Immer noch vertritt das Regime die Auffassung, dass es keine Wahlfälschung gegeben hat und dass Herr Ahmadinejad auf legitime Weise wiedergewählt worden ist. Und nach wie vor weist die Opposition solche Behauptungen unbeirrt zurück. Nicht nur zeigen sich Moussavi und Karroubi, aller Repressalien zum Trotz, standhaft in ihrer Opposition zum Regime. Auch in der Bevölkerung ist kein Aufweichen der Positionen zu erkennen. Vielmehr sind die Stimmen gegen das Regime in den vergangenen Wochen, insbesondere bei hochrangigen Klerikern, stetig lauter geworden.
Die erklärte Bereitschaft westlicher Regierungen, in direkte Gespräche mit dem iranischen Regime einzusteigen, kommt aber für die Opposition in Iran äußerst ungelegen. Sie kommt de-facto einer Anerkennung der Wahlergebnisse vom 12. Juni gleich. Auch wenn keine Glückwunschtelegramme verschickt wurden, ist das für die iranische Freiheitsbewegung ein schwerer Schlag. Es stellt sich die Frage, ob die Vorgehensweise des Westens wirklich verantwortungsvoll ist.Barack Obama hat gesagt, dass “die Vereinigten Staaten sich, insbesondere auf Grund bestimmter Begebenheiten in den Beziehungen beider Länder, nicht in inner-iranische Angelegenheiten einmischen dürfen.” Er bezog sich damit auf den durch amerikanische und britische Geheimdienste durchgeführten Staatsstreich in Iran im Jahre 1953. Dabei wurde die einzige, demokratisch gewählte Regierung, die es in Iran jemals gab, zu Fall gebracht.
Premierminister Mossadegh, der beabsichtigte, die iranische Ölindustrie zu verstaatlichen, musste abtreten und das von den Westmächten wiedereingesetzte Schah Regime stellte für weitere 26 Jahre die Lieferung von günstigem Öl sicher.
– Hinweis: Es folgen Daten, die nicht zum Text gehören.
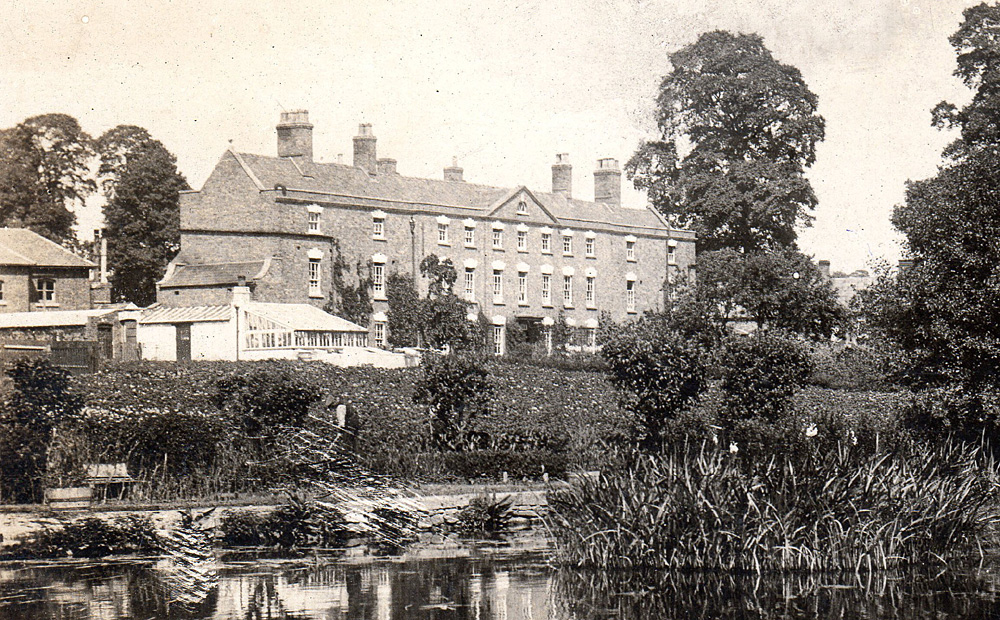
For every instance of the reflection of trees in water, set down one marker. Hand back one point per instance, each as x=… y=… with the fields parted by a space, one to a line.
x=589 y=595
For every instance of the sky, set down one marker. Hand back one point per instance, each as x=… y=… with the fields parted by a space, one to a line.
x=503 y=86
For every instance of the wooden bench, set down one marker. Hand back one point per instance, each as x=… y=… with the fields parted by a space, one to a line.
x=108 y=480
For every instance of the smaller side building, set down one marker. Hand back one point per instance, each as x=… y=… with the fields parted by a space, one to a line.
x=37 y=275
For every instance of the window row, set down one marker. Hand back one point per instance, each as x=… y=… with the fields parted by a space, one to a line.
x=546 y=285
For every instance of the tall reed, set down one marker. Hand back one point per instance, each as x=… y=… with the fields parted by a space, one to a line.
x=702 y=507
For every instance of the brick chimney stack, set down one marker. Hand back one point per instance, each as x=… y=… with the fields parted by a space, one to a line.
x=295 y=135
x=562 y=176
x=453 y=172
x=608 y=182
x=387 y=165
x=364 y=150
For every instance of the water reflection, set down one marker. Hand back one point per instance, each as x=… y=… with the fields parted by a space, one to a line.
x=523 y=588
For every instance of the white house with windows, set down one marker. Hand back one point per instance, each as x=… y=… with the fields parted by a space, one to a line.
x=250 y=330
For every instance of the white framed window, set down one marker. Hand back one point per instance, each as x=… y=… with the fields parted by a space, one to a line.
x=470 y=284
x=314 y=277
x=46 y=290
x=499 y=339
x=378 y=280
x=314 y=214
x=497 y=286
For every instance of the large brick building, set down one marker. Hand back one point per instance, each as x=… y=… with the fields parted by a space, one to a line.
x=37 y=275
x=281 y=223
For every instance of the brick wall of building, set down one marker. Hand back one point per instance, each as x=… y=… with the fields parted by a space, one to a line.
x=72 y=288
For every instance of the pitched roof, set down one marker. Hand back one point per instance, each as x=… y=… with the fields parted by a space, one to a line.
x=448 y=197
x=51 y=318
x=302 y=317
x=186 y=314
x=214 y=274
x=20 y=246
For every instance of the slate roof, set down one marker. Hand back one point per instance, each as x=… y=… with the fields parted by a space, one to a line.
x=298 y=317
x=449 y=197
x=214 y=274
x=51 y=318
x=20 y=246
x=186 y=314
x=302 y=317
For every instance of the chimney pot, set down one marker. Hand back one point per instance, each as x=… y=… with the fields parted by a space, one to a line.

Das Schah Regime war 1979 der Auslöser für die islamische Revolution.
Der Staatsstreich von 1953 kann deshalb, ohne jede Übertreibung, als Ausgangspunkt für alle Fehlentwicklungen in den folgenden 56 Jahren angesehen werden. So betrachtet ist Obamas Erklärung zumindest nicht ganz logisch. Eine Nichteinmischung wäre ja vielleicht vertretbar, wenn die USA durch ihr früheres Eingreifen keine so tiefen Spuren in der iranischen Geschichte hinterlassen hätten. So aber, tragen die USA und Großbritannien, was das Schicksal der nach Freiheit sterbenden Iraner angeht, eine große Verantwortung. Eine Verantwortung die sich zwangsläufig aus einer von purem Eigeninteresse getriebenen Politik früherer Tage ergibt.
Das iranische Regime möchte weder über sein Atomprogramm, noch über Menschenrechte reden. Der Westen hingegen darf im Hinblick auf die atomare Bedrohung, das Thema Menschenrechte auf keinen Fall aus dem Blickfeld verlieren. Denn es ist ja der gleiche, menschenverachtende Charakter des Regimes, der die nukleare Frage so lebensbedrohlich macht.
Da bilaterale Gespräche nun stattfinden werden, wäre es ein feiner Zug, wenn man den vermeintlichen Wahlsieger, Moussavi, ebenfalls zur UNO Hauptversammlung nach New York einladen würde. Zumindest als den Führer einer beeindruckenden Friedensbewegung. Das wäre eine wunderbare, eine verantwortungsvolle Geste.